Rudy Rucker, San Jose State University

By allowing CAs to have one or several continous-valued state variables, we can emulate a rich range of pheomena. The CAPOW software I developed with my SJSU students uses continuous-valued CAs to simulate nonlinear wave equations in one and two dimensions. The wave algorithm is based on numerical analysis considerations involving finite difference methods. "Continuous-Valued Cellular Automata for Non-Linear Wave Equations," by Daniel Ostrov and Rudy Rucker, Complex Systems 10, discusses how we reproduced a result obtained by Fermi-Pasta-Ulam back at the very dawn of CAs. My students and I are also working to reproduce some of the reaction-diffusion rules found in Hans Meinhardt's The Algorithmic Beauty of Shells. CAPOW is externally programmable, so it is easy to add new rules. If workshop participants have suggestions for new continuous-valued CA, we will try to implement them. One gnarly rule of interest replaces the diffusion component of Meinhardt's algorithms with a wave component, resulting in cellular reaction-wave equations.
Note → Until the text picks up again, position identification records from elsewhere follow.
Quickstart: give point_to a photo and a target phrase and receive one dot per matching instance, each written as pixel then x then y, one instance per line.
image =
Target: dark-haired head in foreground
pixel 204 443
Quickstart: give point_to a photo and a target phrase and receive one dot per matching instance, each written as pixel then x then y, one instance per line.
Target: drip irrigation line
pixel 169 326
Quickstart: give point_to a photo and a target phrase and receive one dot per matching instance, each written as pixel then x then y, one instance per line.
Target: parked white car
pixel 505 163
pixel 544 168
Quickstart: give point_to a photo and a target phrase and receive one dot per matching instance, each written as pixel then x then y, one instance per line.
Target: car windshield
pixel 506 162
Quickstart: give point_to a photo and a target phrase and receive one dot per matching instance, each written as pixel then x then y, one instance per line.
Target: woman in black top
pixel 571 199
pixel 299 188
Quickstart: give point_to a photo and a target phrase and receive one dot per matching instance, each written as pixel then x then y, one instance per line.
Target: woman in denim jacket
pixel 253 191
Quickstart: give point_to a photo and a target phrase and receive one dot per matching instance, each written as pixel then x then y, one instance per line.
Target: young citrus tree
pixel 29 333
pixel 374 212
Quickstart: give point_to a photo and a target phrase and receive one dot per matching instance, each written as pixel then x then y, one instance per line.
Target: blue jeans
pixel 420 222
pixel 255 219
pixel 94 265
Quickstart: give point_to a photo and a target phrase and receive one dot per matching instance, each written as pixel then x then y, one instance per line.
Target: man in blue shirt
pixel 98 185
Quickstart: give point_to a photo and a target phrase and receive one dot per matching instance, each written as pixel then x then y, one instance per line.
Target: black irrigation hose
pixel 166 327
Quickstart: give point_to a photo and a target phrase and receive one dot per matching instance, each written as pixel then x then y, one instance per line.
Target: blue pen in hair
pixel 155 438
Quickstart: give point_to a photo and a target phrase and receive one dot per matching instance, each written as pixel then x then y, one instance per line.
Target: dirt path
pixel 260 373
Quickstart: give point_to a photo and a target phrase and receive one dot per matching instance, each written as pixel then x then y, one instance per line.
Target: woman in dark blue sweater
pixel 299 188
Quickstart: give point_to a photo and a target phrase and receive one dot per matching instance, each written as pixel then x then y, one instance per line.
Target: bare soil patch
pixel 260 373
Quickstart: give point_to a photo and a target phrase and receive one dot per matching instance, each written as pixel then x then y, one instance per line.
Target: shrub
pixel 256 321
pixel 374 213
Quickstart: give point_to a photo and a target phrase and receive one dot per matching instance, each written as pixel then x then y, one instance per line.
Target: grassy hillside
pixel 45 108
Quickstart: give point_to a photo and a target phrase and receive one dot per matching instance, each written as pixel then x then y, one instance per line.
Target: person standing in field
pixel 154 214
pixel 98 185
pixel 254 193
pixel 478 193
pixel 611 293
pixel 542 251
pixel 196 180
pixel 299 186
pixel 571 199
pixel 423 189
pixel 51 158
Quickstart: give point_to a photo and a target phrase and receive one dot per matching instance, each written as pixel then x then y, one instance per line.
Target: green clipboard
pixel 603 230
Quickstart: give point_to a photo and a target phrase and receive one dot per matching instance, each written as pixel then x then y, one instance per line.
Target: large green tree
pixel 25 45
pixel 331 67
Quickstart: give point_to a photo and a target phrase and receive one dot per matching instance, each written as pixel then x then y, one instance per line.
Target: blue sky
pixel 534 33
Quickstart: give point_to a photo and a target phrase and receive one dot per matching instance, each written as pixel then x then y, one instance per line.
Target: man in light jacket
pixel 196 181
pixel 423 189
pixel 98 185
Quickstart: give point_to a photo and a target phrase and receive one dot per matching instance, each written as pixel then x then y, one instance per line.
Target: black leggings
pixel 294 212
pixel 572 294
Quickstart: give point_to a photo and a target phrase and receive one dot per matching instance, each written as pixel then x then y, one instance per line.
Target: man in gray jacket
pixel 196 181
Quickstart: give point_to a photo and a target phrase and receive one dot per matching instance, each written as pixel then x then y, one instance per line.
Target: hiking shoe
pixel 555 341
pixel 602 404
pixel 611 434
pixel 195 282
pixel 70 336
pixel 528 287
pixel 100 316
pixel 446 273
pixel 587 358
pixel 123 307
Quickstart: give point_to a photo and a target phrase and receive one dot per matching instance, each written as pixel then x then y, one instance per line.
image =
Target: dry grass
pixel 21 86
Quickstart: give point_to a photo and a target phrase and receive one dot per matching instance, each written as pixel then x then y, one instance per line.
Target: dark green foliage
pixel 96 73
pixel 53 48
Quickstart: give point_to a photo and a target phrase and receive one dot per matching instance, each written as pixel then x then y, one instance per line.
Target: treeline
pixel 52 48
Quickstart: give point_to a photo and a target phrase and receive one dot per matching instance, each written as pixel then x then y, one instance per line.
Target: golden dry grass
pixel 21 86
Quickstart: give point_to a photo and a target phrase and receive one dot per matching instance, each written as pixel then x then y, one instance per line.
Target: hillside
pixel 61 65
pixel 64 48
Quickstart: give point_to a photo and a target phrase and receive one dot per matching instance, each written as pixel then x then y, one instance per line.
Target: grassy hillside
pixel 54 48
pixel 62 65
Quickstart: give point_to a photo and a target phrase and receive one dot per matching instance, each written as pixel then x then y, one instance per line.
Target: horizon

Metastability, Nucleation and Growth in the Kinetic Ising Model

Roberto Schonmann, UCLA

Kinetic Ising models can be considered as simple statistical mechanics models with time evolution mechanisms. (They are spin-flip reversible interacting particle systems.) Similarly to the equilibrium models of statistical mechanics, their study is expected to shed light on the behavior of real-world systems. Of particular interest is the effect of the presence of a phase transition on patterns of relaxation in such models. Simulations and analytical studies have long been known to indicate the presence of metastable behavior, and eventual nucleation driven by large droplets of the equilibrium phase in the midst of the metastable phase. In this talk, rigorous results which confirm this picture will be presented and, in particular, the role of droplets of the so called Wulff shape will be stressed as being of special relevance.